Como dice su lema, luce la ciudad, y también su vega, con todo su esplendor, desde los miradores de sus torres, luce con su pasado romano, con su interesante necrópolis y con la belleza de la escultura de la joven Servilia.

Luce en la Puerta de Sevilla, en la que cartagineses, romanos y musulmanes dejaron sus huellas. Y en la plaza de abastos de aires castellanos y en las casas miradores renacentistas de la plaza de San Fernando, y en el Alcázar del Rey Don Pedro. Y brilla Carmona con el gótico de Santa María, iglesia hermana de otro templo que lleva por nombre Santa María (de la Sede), la catedral de Sevilla, a la que tanto evoca, y brilla con la recogida monumentalidad de su monasterio de Santa Clara, donde una procesión de santas elegantemente vestidas por el taller de Zurbarán, te conducen hasta el altar. Me venía, al verlas, el recuerdo de la exposición que se realizó en otro monasterio de Santa Clara, en el de Sevilla, un monasterio donde las clarisas ya no “santifican la jornada a través de la Liturgia de las Horas” y donde se ha dado paso a un espacio cultural municipal en el que, entre otras, hemos podido disfrutar de la exposición a la que nos acompañó Juan Lacomba, citada al inicio de esta reseña, y aquella otra de “Santas de Zurbarán. Persuasión y devoción”, que es la que me venía a la memoria al ver la galería de cuadros que adornan la nave del templo del monasterio de Santa Clara de Carmona.

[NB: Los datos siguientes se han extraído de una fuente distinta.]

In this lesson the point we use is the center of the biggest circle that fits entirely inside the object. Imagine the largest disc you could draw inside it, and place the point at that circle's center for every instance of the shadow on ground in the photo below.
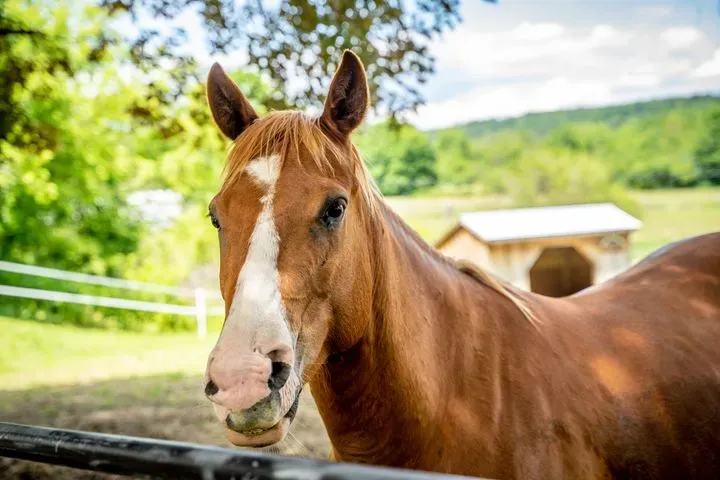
(170, 407)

Y por todos estos rutilantes lugares nos guio con suma amabilidad y conocimiento Rafael Morales, de Adarve Patrimonio Cultural. Rafael nos condujo hasta dejarnos en suerte en la puerta de un restaurante de aires taurinos, Curro Montoya, digno colofón a una jornada excelentemente organizada por nuestro socio Manuel Rodríguez-Sañudo.